La decisión del Ministerio de Hacienda de inyectar unos 1.000 millones de euros a los ayuntamientos españoles para financiar servicios que prestan por cuenta de las comunidades autónomas es, sin duda, una buena noticia. La progresiva contracción de los presupuestos autonómicos ha ido cerrando el grifo de las transferencias, dejando a los ayuntamientos sin capacidad de pagar a las empresas contratadas, que son las que se encuentran al final de la cadena. Es el mismo ahogo vivido por las farmacias y otros proveedores autonómicos.

El sistema, anunciado la pasada semana --a pocos meses de las elecciones municipales--, es similar al Fondo de Liquidez Autonómico (FLA) por el que se transfieren recursos, en concepto de préstamo con intereses, a las autonomías para hacer frente al pago de proveedores y servicios. De ahí que se le bautice como FLA social. La medida, a la que las comunidades podrán acogerse de forma voluntaria, pretende liquidar las deudas actuales y empezar desde cero el próximo año con un mecanismo nuevo incluido en la ley de bases de reforma del régimen local. Esta norma obligaría a registrar todos los convenios nuevos o ya existentes con los municipios, junto a su coste económico, de forma que si una autonomía dejara de cumplir los pagos, Hacienda asumiría el abono. Pero, atención, el pago del servicio se detraería de las cantidades que están destinadas a dicha autonomía en el FLA.

Todo lo que sea agilizar el pago a los municipios, que hacen frente a muchos de los problemas que la crisis ha sembrado y que permiten mantener a flote a miles de empresas que prestan los servicios, tiene que ser siempre bienvenido. Sin embargo, hay que huir del aplauso fácil. Las autonomías no pueden hacer frente a sus compromisos porque el Gobierno central fija un reparto desequilibrado del déficit marcado por Bruselas, de forma que se queda con la parte del león del margen.

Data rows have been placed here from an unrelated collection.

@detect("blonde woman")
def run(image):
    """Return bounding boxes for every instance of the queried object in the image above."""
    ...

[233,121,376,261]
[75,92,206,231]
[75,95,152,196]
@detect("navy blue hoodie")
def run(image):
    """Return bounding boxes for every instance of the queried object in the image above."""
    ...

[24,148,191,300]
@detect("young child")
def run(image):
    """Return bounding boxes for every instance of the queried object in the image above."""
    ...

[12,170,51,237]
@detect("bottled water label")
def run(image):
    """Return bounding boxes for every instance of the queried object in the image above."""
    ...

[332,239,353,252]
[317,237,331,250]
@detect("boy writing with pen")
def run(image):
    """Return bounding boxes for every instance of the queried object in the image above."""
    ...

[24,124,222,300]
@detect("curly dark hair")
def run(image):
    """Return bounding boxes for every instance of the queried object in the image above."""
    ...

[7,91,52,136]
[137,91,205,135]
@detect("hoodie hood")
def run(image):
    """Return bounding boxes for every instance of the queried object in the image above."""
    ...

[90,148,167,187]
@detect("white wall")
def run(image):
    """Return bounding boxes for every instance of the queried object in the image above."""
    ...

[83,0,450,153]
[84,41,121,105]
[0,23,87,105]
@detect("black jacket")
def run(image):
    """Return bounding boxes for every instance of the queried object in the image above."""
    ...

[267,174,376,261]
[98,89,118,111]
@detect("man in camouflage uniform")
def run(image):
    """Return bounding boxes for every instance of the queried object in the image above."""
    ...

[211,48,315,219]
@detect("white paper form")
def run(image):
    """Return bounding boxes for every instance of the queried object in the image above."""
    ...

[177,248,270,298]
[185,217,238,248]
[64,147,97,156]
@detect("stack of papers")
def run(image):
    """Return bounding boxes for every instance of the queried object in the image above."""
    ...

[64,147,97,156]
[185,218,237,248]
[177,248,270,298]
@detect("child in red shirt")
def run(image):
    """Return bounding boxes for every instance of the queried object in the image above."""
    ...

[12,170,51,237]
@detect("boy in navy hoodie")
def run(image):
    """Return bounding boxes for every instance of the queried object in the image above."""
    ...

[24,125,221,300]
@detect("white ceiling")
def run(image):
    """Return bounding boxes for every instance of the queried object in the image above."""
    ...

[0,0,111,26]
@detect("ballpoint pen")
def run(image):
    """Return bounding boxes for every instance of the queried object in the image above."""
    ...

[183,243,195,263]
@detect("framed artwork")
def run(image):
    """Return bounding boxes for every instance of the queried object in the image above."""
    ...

Ahogando a autonomías y municipios, la Administración central acude luego en su auxilio con el control de los recursos. La medida se inscribe en esa filosofía de que frente al derroche autonómico se alza la eficaz gestión del Gobierno central. Un nada sutil mecanismo para forzar la recentralización que pretende imponer el Gobierno de Mariano Rajoy, con la mayoría popular en el Congreso de los Diputados.